Mesmo assim eram capazes de se conter durante a presença da Lua Cheia e tinham muito mais poder durante as noites de Lua Vermelha, a chamada Lua Sangrenta. Ironicamente, há poucos minutos o caçador percebera a coloração da lua no céu mudar do branco gélido para o vermelho púrpura como sangue.

Agora ele sabia que tinha um grande obstáculo pela frente.

Um número não identificado de Lycans cercara o jovem combatente.

O cheiro dos mesmos se misturava aos odores pútridos do pântano onde estavam e ele não era capaz de identificar as criaturas, senão pelas que estavam mais próximas. Podia sentir pelo menos uma dúzia deles transformados, suas respirações ofegantes e sua excitação ante a batalha.

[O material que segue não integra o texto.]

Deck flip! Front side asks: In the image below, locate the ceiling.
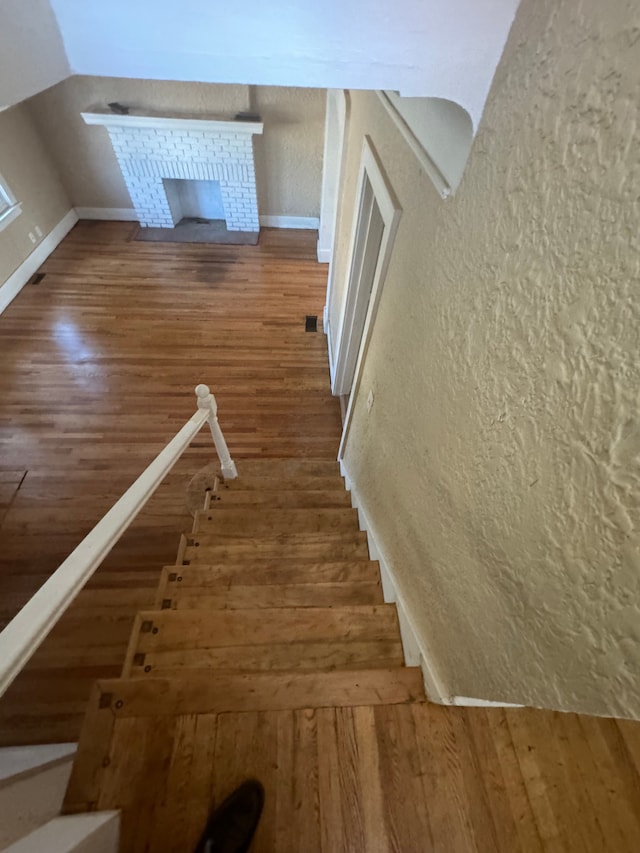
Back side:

Eram monstros cruéis prontos para morrer a qualquer momento. Apenas um deles, poucos metros à frente do jovem, estava em sua forma humana. Era um sujeito grande, careca e com diversas cicatrizes pela cabeça, face e tórax.

Considerando que apenas armas sagradas ou feitas de prata eram capazes de deixar marcas naqueles seres, era um combatente veterano. Vestia uma capa feita da pele de algum animal, um cinturão que servia para prender o tapa sexo e alguns ossos de inimigos como enfeites.

Na mão direita uma espada brilhava com a cor da lua.

—Carniceiros… – dissera o caçador, encarando o inimigo.

—Somos chamados por muitos nomes – rosnara o sujeito – Mas preferimos o termo Estripadores. Esperava que fosse maior, sequer há carne para alimentar um de nossos filhotes.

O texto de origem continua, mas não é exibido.